The dollar firmed on Wednesday in line with higher US Treasury yields, as a regional rally in equities whetted investors' appetite for risk. The dollar index, which tracks the US currency against a basket of six major rivals, last stood at 97.342, up about 0.2 percent, adding to its 0.3 percent gain the previous session and moving back toward a 2-1/2-month high of 97.818 touched on October 28.
The euro dipped about 0.2 percent to $1.0939 after European Central Bank President Mario Draghi reiterated that further easing was on the table for December. Against the yen, the dollar rose about 0.2 percent to 121.30, pulling away from Tuesday's low of 120.60. Asian shares surged after an overnight rally on Wall Street that pushed US Treasury prices down and yields higher. The benchmark 10-year note yield stood at 2.212 percent in Asian trade, not far from a 1-1/2-month peak of 2.225 percent scaled on Tuesday.
"Yields went up, which helped lift the dollar ahead of US payrolls data later in the week," said Ayako Sera, senior market economist at Sumitomo Mitsui Trust Bank. Economists expect US employers to have added 180,000 jobs last month according to a Reuters poll. An upbeat jobs report would lead to increased bets that US Federal Reserve could be on track to raise interest rates next month.
A Chinese survey also helped investors' sentiment. Activity in China's services sector expanded at its fastest pace in three months in October thanks to stronger new business, the private Caixin/Markit Purchasing Managers' Index (PMI) showed, easing concerns over persistent weakness in the economy as manufacturing falters. Meanwhile, a further decline in dairy prices and soft New Zealand jobs data battered the kiwi, while a slightly more upbeat outlook on the economy by Australia's central bank put a spring in the Aussie's step.
The Aussie climbed to its highest in a week at $0.7224 and was last up 0.4 percent at $0.7216. It was well off a recent low of $0.7067. Aussie bulls took heart after the Reserve Bank of Australia chose to hold interest rates steady, rather than cut on Tuesday and surprised some by noting that "prospects for an improvement in economic conditions had firmed a little over recent months".
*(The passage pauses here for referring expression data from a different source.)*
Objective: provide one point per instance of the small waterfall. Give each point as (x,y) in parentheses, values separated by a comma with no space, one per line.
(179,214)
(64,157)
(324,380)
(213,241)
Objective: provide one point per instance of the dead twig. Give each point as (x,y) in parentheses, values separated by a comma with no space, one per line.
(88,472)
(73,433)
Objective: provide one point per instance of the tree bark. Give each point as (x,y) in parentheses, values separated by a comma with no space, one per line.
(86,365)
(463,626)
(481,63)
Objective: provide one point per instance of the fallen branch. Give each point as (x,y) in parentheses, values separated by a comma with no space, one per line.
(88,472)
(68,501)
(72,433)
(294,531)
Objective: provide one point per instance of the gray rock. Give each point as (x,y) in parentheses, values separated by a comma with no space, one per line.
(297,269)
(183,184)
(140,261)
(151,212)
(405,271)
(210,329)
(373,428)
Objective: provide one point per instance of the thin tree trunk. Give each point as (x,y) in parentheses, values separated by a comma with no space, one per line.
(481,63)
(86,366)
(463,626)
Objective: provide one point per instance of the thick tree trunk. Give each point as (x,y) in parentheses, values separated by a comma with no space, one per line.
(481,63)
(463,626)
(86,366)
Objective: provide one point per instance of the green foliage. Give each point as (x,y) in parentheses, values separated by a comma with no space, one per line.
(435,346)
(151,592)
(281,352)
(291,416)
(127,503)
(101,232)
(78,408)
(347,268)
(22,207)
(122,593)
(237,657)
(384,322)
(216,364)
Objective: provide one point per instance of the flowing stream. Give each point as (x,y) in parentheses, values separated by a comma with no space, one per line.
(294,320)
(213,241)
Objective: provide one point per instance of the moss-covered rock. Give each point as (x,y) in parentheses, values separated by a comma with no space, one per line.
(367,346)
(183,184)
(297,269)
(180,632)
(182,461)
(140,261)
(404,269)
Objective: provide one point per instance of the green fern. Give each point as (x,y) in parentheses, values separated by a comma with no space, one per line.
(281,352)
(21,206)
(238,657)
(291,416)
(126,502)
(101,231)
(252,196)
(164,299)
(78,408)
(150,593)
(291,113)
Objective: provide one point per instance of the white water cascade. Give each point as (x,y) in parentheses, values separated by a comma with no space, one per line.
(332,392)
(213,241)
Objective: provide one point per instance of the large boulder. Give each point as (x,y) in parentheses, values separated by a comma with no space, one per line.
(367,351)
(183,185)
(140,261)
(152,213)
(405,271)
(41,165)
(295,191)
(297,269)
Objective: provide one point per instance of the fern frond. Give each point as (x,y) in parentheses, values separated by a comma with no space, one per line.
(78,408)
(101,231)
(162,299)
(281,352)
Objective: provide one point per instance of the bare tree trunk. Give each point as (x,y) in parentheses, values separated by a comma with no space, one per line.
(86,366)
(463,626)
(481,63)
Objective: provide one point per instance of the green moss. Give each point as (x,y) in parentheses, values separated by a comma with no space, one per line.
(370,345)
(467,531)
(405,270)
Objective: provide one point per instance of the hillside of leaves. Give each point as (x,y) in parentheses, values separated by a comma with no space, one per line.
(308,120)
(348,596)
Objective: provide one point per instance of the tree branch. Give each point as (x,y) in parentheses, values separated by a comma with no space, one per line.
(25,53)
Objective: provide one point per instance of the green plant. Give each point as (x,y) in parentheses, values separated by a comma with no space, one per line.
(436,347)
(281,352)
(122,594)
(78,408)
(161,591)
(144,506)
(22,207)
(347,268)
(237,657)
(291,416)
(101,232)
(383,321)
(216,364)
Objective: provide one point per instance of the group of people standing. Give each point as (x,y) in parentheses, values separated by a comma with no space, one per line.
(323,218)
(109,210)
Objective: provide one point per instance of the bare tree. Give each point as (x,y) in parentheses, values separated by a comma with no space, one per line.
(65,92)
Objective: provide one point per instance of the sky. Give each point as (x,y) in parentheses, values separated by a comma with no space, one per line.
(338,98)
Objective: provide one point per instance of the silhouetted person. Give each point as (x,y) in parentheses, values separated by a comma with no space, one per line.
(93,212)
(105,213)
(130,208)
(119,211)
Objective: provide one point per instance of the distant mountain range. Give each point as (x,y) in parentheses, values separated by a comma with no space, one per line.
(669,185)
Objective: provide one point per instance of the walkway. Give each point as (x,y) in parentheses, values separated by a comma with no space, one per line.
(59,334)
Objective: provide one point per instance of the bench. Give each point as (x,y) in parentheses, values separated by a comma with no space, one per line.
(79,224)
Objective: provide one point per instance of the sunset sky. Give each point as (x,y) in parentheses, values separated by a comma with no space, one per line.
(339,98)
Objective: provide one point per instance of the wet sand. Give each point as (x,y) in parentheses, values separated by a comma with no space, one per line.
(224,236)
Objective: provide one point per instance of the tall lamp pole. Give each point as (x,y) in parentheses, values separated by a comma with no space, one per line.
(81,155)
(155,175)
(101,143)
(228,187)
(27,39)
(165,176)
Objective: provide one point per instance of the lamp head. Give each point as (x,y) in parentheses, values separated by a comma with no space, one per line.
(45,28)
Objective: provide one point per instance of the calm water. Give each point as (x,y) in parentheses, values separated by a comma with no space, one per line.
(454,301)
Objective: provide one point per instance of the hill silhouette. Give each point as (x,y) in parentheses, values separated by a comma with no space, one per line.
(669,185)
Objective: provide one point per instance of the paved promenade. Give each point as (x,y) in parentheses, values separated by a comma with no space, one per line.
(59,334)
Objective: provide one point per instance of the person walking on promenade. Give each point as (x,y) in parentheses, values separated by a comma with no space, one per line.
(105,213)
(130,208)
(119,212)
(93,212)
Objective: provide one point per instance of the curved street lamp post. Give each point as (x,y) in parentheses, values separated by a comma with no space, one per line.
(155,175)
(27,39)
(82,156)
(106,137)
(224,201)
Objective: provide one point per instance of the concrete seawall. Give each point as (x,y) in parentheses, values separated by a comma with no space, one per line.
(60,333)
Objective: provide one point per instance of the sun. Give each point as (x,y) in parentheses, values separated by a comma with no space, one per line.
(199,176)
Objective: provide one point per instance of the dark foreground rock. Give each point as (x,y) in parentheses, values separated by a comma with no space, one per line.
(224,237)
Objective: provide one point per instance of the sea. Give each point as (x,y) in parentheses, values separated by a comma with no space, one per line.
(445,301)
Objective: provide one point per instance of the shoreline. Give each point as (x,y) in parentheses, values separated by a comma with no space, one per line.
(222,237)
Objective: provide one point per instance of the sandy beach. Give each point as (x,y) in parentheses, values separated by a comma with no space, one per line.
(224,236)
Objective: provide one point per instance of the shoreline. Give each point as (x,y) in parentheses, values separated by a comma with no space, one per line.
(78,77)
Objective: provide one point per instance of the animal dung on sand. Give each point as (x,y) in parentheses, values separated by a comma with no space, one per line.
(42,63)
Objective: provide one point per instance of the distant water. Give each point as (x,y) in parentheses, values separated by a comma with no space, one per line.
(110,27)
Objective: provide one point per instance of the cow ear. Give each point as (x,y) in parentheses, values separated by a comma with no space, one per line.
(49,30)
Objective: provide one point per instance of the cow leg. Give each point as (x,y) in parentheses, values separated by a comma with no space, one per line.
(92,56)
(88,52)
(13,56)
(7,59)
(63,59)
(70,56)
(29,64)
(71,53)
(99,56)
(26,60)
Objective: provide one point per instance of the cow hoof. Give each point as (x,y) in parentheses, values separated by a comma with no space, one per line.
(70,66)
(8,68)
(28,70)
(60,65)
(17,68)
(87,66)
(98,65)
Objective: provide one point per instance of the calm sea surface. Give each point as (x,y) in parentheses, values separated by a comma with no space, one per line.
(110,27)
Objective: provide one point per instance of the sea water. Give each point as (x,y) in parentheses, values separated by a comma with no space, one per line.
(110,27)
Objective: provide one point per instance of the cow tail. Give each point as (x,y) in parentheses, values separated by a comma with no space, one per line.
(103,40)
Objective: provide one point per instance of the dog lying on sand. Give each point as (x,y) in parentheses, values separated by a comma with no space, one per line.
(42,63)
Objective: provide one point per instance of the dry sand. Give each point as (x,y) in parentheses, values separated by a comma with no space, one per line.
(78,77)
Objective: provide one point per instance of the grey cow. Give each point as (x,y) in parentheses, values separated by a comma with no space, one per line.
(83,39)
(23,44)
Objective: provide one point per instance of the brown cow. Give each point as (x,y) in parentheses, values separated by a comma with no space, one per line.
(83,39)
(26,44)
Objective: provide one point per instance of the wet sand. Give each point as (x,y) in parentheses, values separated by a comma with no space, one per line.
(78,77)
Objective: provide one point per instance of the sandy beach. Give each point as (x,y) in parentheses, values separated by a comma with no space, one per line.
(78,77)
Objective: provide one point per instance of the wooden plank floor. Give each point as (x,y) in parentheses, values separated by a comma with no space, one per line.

The market shrugged off the central bank's explicit easing bias. In contrast, the kiwi jumped nearly two full NZ cents to NZ$1.0840 - its biggest one-day rally against the Aussie in nearly two months. "Given it moved so swiftly, it hints that the market missed this rally. However, it is not too late as we target 1.09 by year end," said Annette Beacher, chief Asia-Pacific macro strategist at TD Securities.
Against the greenback, the kiwi slid about 0.1 percent to $0.6658 after bumping to a session low of $0.6633, peeling back from highs near 68 US cents set in the past three sessions. Official data early on Wednesday showed New Zealand posted its first quarterly fall in employment in three years. The data came hours after global dairy prices fell at a second consecutive auction.